I have two main headings. First: To sin is to revolt against the Lord God. Then secondly: How to escape the trap of temptation. So:


First, TO SIN IS TO REVOLT AGAINST THE LORD GOD

To get a grip on the events of chapter 3 we have to back up for a minute and remind ourselves of what's happened to the first man and the first woman - Adam and Eve - in chapters 1 and 2. And you can sum that up by saying:

1. God had blessed Adam and Eve

How had he done that? He'd given them a place to live. A good place. He'd set them in a delightful garden. And he'd made sure there was provision. 2.9:

And the Lord God made all kinds of trees grow out of the ground - trees that were pleasing to the eye and good for food.

They had everything they needed - but more than that, this garden and this life gave them pleasure too. And it was a life full of productivity and purpose. In 1.28 God commands them:

Be fruitful and increase in number; fill the earth and subdue it.

And 2.15 says God…

… took the man and put him in the Garden of Eden to work it and take care of it.

And God blessed them by giving them commands to obey. Eat anything in the garden. But with one exception. Don't eat the fruit of the tree of the knowledge of good and evil. If you do, you'll die. So those commands give both protection and freedom.

And then God gives them each other. So they don't only have a place to enjoy, but a person to love.

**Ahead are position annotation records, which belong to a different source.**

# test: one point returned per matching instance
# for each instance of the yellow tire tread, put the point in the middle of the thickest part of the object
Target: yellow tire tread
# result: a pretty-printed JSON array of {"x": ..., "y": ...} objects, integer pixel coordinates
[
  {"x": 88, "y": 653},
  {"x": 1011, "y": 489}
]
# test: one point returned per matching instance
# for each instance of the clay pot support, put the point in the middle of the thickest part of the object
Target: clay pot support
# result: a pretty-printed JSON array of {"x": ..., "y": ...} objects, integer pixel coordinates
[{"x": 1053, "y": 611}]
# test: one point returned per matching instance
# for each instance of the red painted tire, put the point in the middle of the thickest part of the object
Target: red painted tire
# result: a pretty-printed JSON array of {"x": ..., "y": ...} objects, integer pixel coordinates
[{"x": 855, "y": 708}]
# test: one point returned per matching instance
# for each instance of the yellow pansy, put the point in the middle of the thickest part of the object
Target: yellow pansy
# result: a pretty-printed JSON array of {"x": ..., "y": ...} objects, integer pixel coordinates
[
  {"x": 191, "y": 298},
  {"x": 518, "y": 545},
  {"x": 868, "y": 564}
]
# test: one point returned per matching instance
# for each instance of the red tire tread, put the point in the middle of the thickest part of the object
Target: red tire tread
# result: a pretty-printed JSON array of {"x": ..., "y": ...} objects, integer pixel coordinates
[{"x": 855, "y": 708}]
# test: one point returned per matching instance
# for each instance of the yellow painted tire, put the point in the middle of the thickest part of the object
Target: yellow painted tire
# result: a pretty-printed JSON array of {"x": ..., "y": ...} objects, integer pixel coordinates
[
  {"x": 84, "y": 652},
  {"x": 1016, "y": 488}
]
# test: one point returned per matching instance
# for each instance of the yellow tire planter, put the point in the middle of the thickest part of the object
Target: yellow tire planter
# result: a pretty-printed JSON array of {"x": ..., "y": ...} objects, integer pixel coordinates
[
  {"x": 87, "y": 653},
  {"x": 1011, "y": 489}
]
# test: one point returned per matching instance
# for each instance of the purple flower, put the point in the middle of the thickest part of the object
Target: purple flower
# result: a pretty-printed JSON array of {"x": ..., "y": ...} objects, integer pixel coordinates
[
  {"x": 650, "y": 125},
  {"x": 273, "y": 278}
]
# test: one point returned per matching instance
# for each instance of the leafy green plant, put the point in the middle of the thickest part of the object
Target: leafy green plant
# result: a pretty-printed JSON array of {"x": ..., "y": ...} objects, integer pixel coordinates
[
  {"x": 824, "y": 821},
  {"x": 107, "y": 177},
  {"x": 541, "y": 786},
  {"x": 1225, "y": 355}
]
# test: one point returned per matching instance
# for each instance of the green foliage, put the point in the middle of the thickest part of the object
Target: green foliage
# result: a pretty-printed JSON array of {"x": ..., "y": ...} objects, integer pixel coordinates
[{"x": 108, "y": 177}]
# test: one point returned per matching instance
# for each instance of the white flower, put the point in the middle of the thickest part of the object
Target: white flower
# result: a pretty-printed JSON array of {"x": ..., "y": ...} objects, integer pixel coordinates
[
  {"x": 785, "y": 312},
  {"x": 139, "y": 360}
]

They have no cause for complaint against the God who made them. God is a good, gracious, generous, loving God towards them. And he hasn't changed. We cannot bring any reproach against God.

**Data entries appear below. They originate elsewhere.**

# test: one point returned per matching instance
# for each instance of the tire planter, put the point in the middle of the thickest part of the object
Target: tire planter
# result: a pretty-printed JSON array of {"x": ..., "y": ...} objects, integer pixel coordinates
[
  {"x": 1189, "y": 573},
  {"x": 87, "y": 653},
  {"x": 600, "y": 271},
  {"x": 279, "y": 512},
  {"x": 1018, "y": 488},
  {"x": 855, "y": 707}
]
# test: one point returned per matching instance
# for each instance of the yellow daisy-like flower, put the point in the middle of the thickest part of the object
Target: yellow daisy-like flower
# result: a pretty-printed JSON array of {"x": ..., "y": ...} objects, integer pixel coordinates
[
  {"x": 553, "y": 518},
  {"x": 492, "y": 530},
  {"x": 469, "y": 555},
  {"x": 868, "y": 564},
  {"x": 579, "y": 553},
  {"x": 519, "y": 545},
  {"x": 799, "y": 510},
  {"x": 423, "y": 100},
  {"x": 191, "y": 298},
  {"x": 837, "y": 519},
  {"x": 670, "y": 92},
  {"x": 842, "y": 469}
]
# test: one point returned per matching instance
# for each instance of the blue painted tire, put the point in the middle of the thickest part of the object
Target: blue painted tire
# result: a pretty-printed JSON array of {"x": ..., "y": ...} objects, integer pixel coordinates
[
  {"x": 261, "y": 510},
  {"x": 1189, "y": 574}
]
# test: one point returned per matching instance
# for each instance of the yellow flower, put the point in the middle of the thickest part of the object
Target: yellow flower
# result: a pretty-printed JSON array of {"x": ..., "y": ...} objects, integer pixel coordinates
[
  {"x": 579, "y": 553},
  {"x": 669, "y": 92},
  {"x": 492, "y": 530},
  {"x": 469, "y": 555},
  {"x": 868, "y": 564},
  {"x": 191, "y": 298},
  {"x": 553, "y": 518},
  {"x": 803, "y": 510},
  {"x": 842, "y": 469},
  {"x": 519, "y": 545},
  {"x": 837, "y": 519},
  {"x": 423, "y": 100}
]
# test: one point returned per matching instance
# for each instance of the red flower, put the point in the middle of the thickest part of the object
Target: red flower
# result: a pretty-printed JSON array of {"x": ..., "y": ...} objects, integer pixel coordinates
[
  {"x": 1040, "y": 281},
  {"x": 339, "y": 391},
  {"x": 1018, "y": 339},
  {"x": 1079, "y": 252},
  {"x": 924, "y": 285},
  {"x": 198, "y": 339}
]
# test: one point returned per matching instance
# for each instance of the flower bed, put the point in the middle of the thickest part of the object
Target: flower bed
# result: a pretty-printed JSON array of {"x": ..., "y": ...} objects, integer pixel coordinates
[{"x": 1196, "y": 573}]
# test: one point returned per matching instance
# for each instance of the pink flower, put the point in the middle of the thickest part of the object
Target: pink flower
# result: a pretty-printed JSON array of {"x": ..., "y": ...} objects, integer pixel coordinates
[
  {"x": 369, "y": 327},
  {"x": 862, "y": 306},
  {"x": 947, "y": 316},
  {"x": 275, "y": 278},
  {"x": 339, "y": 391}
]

Vivienne and I bought a table tennis table a while ago as a present - and it's been a disaster. The supplier has treated us abysmally. We have loads of just cause for complaint and redress against them. I won't tell you the details because it would give me too much pain.

No doubt there are people in your life with whom you have a just grievance. But God isn't one of them. God's plan for us is unadulterated blessing.

What's gone wrong? We have, that's what. And it began with Adam and Eve.

2. The disobedience of Adam and Eve is an act of revolution.

What's a piece of fruit? When they eat a piece of fruit that their Creator and Lord has told them not to eat on pain of death, then it's a wholesale act of defiance and rejection of his rule.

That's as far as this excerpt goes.